The timber pier-like structure was constructed in 1890 by the North Eastern Railway Company and was used to carry coal onto ships for transport to London and the continent.
Coal from mines around the North East was transported to the staithes by rail, placed onto ships and transported to London and other ports.
In one year alone 5.5m tonnes of coal was shipped from Gateshead.
The staithes was closed in 1980 and abandoned with the demise of the coal industry and has since fallen victim to vandalism and two fires.
An "intense" blaze broke out on the 1,700-feet-long Gateshead landmark in the early hours on Thursday, 20 November, 2003. At the height of the fire, 17 appliances and 67 firefighters, some wearing life jackets, were at the scene along with the fire boat.

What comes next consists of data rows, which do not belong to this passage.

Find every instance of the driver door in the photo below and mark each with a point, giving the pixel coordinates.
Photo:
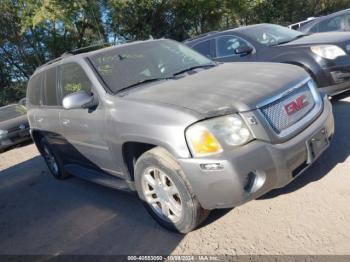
(83, 129)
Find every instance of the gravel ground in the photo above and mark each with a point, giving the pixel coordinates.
(40, 215)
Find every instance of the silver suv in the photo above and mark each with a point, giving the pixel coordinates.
(187, 134)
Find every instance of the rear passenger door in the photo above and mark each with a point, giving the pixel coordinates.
(48, 118)
(84, 129)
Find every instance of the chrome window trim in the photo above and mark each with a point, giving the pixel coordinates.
(303, 121)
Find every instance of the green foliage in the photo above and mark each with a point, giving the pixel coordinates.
(35, 31)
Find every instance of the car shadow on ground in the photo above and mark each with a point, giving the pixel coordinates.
(42, 215)
(337, 153)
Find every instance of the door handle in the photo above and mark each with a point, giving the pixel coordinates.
(65, 122)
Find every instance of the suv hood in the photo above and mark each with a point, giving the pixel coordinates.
(224, 89)
(321, 38)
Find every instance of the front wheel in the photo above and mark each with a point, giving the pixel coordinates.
(166, 193)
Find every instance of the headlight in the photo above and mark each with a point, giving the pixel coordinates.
(3, 133)
(211, 136)
(328, 51)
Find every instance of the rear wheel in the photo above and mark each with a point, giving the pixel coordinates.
(52, 160)
(166, 193)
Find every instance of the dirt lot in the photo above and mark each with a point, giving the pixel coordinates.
(40, 215)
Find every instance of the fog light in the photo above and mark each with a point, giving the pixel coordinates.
(212, 166)
(254, 181)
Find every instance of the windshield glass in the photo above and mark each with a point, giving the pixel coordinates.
(12, 111)
(131, 64)
(272, 34)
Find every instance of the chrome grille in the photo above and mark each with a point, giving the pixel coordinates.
(276, 113)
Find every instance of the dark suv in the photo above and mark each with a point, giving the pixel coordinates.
(187, 134)
(325, 56)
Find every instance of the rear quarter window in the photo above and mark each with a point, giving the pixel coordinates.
(34, 89)
(73, 79)
(50, 90)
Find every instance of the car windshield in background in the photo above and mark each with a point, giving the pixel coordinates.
(12, 111)
(270, 35)
(138, 63)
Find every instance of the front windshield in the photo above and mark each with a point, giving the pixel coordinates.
(272, 34)
(129, 65)
(12, 111)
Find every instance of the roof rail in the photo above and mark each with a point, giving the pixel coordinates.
(200, 36)
(54, 60)
(81, 50)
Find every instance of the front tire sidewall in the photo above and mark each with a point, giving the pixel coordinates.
(190, 208)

Martin Hulse, from Tyne and Wear Building Preservation Trust, has been campaigning for the money to restore the staithes for about 10 years.
He said: "When the phone call came through, I was numb, there was weeks of nervous energy just built up.
"For me the staithes is one of the icons of Gateshead and sits alongside the Angel, Millennium Bridge and Sage. Importantly it is the one that reminds us where the region came from, its history and underlines the importance of coal, railways and the River Tyne itself."
"We want to get people on top," said Mr Hulse, who said he was hoping to make that possible by mid-2015.
He continued: "We're going to bring purpose and use back to the structure, I have crazy ideas, you could hold markets on it, you could install big solar panels on it and make money but we are open to ideas."
The project will also focus on; reconnection of the staithes with the surrounding salt marsh and wider natural heritage, interpretation of the site's rich history, telling the story of the staithes fully for the first time and enhanced safety features to promote public access.
It is hoped artwork created by local students will feature as part of the restoration which will be open to view during the summer of 2015.